Le Français était l’invité de notre numéro 80 de We Love Tennis Magazine. Il est revenu sur sa carrière et sur son implication dans le padel en France.
Et aujourd’hui, tu es le seul tricolore dans le top 100.
C’est vrai, mais ce n’est pas une fin en soi. L’idée est avant tout de continuer à progresser. Jouer le rôle d’ambassadeur du padel tricolore dans le monde entier me convient parfaitement. Et je peux aussi vous dire que je suis de près le développement de mon sport dans l’Hexagone.
Cela se traduit comment ?
Par la création dernièrement d’une association des joueurs de padel ouverte à tous, quel que soit son niveau. L’idée est de pouvoir collecter des informations et de jouer un rôle au sein de la famille du padel, notamment pour transmettre avec précision les bonnes données, y compris auprès de la FFT. Nous ne sommes pas un groupe de pression, bien au contraire.

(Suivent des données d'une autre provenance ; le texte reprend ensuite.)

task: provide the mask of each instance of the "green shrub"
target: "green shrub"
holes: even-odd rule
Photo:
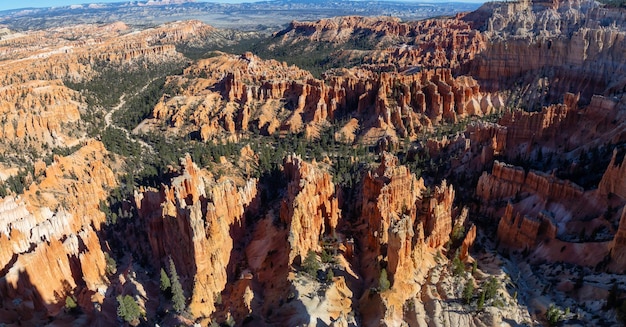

Nous voulons être un acteur au même titre que les centres privés, les organisateurs de tournois, etc.
Pour revenir au Word Padel Tour (WPT), que vous inspire l’arrivée de QSI avec le soutien de la Fédération internationale de padel pour créer un autre circuit professionnel ?
Je pense que c’est une bonne nouvelle, d’autant que la stratégie de QSI est de valoriser davantage le rôle des joueurs, et notamment le prize money. C’est le souci sur le WPT, le vainqueur d’une étape gagne en moyenne 9 000 euros et c’est insuffisant. L’arrivée de QSI est logique, car le padel explose partout dans le monde. Il faut donc également structurer le haut niveau en termes de marketing et de spectacle. En 2022, il y aura donc deux circuits, et je ferai les deux. Logiquement, je jouerai 34 tournois ; ça fait beaucoup, mais je ne vais pas me plaindre.